The end of the night is really a sacred time, as anyone working in the bar industry knows. Patrons head out, leaving our small staff and whatever intimate friends came by to sit at the bar, counting out sweaty 1s and toasting shots. We play some Nina Simone on the jukebox and sometimes show each other new pole tricks or, even better, try to teach them to nondancer pals and boyfriends who happen to be there. Once all the 1s have been cashed in and the closing-time drink finished, I load my sweaty, dirty self into the car and, comfortably exhausted, head home where I take a shower to end all showers and eat something, usually involving red meat or breakfast. By 4 a.m. or so, I climb into bed and kiss my boyfriend good night, just another twentysomething gal happy to have made enough to avoid BGE's hit list and looking forward to trading a few of those sticky 1s for a fried-chicken dinner tomorrow, just in time to do it all over again.

As in any business that markets superficial sex appeal, there is a glaring shelf date on my current career. Truth is, you can't do this forever. I am going to get old, and well before that my knees are going to tell me that high heels just aren't gonna do it anymore. So what then?

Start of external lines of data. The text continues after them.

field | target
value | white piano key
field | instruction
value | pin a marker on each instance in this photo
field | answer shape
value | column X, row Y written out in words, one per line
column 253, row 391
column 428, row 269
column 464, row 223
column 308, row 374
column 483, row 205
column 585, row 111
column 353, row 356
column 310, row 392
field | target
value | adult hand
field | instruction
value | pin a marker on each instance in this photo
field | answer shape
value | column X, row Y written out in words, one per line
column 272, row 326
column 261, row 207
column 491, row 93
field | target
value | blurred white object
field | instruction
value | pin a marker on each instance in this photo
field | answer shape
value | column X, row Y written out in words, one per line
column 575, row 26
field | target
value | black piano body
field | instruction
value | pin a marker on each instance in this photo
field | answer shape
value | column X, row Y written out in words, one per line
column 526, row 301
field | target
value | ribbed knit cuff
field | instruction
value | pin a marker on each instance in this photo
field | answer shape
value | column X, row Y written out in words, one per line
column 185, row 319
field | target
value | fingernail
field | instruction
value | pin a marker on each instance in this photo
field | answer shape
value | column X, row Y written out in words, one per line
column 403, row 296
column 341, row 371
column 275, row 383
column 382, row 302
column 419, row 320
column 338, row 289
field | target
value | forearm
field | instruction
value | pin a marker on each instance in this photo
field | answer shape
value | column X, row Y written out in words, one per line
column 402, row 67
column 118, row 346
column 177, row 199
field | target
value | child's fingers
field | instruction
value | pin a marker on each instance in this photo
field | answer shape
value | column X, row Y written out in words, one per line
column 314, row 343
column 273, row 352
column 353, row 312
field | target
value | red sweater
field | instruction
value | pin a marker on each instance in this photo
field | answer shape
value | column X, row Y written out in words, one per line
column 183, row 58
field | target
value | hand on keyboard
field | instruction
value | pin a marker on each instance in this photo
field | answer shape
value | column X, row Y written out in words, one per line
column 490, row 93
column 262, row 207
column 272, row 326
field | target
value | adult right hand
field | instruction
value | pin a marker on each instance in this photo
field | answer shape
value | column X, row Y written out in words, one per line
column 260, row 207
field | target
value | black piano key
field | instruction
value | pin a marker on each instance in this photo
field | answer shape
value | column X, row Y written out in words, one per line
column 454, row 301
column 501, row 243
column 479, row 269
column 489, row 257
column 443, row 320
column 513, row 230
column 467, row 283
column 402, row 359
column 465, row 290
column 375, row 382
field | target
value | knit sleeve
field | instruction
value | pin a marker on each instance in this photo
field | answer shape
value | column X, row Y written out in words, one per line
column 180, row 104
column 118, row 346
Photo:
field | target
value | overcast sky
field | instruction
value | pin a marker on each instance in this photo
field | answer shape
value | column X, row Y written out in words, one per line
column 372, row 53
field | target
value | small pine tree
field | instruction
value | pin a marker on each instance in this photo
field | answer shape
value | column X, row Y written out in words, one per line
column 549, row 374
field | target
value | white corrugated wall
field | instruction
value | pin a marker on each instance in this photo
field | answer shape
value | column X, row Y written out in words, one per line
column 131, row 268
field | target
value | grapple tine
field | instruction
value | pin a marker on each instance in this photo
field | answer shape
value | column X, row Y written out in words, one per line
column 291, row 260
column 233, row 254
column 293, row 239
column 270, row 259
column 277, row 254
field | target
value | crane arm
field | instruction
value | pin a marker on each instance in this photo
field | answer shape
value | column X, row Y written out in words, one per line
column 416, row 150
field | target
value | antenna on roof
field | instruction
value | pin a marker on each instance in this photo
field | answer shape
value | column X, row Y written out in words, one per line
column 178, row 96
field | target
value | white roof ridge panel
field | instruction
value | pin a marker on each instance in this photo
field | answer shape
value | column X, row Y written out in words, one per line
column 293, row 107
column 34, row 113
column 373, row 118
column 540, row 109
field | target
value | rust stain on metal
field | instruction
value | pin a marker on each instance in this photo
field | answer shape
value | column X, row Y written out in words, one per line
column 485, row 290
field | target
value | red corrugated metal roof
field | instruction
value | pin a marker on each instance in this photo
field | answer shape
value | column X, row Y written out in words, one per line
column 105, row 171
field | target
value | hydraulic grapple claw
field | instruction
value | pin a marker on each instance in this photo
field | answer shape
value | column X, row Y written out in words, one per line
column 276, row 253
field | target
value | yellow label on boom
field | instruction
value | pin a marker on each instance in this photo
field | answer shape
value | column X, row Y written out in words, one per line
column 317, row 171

It's been a killer adventure, but already my résumé has a questionably long gap in it. A lot of "retired" dancers simply become bartenders, or if they managed to save even a fraction of what they made in their heyday, they just flat out retire. Thanks to maintaining a level head about the whole deal, and not a little bit of luck, I've managed to put myself most of the way through school, and even had the good fortune to become a fitness instructor, teaching classes on how to use exotic dance and pole dancing as a means to get in shape.

I don't know what I'm going to be "when I grow up." I never expected to be a stripper anymore than I ever expected to be a doctor, but here I am. Still, though I might not ever pick up a guitar, I rock 'n' roll. And it beats a day job.